When you are going abroad, intending to be absent for some time, you inclose your card in an envelope, having first, written T. T. L. [to take leave], or P. P. C. [pour prendre congé] upon it—for a man the former is better—and direct it outside to the person for whom it is intended. In taking leave of a family, you send as many cards as you would if you were paying an ordinary visit. When you return from your voyage, all the persons to whom, before going, you have sent cards, will pay you the first visit. If, previously to a voyage or his marriage, any one should not send his card to another, it is to be understood that he wishes the acquaintance to cease. The person, therefore, who is thus discarded, should never again visit the other.[D]
Visiting cards should be engraved or handsomely written. Those printed on type are considered vulgar, simply, no doubt, because they are cheap. A gentleman's card should be of medium size, unglazed, ungilt, and perfectly plain. A lady's card may be larger and finer, and should be carried in a card-case.
If you should happen to be paying an evening visit at a house, where, unknown to you, there is a small party assembled, you should enter and present yourself precisely as you would have done had you been invited. To retire precipitately with an apology for the intrusion would create a scene, and be extremely awkward.
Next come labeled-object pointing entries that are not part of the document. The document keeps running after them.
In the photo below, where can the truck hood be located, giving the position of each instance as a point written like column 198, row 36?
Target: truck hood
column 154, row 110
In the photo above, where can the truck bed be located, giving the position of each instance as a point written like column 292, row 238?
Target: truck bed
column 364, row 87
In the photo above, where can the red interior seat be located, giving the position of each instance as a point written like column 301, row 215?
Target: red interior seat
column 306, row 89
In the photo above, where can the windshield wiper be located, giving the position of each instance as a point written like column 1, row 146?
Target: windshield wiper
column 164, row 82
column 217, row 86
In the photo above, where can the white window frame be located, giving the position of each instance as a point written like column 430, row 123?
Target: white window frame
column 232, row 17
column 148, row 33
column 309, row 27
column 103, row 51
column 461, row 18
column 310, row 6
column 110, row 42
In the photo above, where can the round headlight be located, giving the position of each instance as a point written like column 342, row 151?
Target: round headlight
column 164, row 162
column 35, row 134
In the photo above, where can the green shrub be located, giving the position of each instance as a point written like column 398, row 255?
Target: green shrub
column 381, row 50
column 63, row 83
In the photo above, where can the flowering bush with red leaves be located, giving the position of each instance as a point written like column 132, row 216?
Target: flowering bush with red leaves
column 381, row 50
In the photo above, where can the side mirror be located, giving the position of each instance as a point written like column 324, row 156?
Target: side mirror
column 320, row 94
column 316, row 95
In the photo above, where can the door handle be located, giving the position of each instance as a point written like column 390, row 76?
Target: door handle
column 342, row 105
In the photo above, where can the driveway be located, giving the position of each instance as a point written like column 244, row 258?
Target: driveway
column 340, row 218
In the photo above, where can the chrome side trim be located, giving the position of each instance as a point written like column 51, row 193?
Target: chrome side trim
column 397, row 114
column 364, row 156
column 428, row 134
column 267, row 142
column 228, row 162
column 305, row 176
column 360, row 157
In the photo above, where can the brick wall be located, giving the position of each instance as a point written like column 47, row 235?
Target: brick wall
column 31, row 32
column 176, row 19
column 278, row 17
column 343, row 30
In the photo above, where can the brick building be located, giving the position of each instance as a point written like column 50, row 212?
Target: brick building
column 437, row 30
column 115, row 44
Go in, therefore, converse with ease for a few moments, and then retire.
In making morning calls, usage allows a gentleman to wear a frock coat, or a sack coat, if the latter happen to be in fashion. The frock coat is now, in this country, tolerated at dinner-parties, and even at a ball, but is not considered in good ton or style.
"Ladies," according to the authority of a writer of their own sex, "should make morning calls in an elegant and simple négligé, all the details of which we can not give, on account of their multiplicity and the numerous modifications of fashion. It is necessary for them, when visiting at this time, to arrange their toilet with great care."
VI.—APPOINTMENTS.
Be exact in keeping all appointments. It is better never to avail yourself of even the quarter of an hour's grace sometimes allowed.
If you make an appointment with another at your own house, you should be invisible to the rest of the world, and consecrate your time solely to him.
If you accept an appointment at the house of a public officer or a man of business, be very punctual, transact the affair with dispatch, and retire the moment it is finished.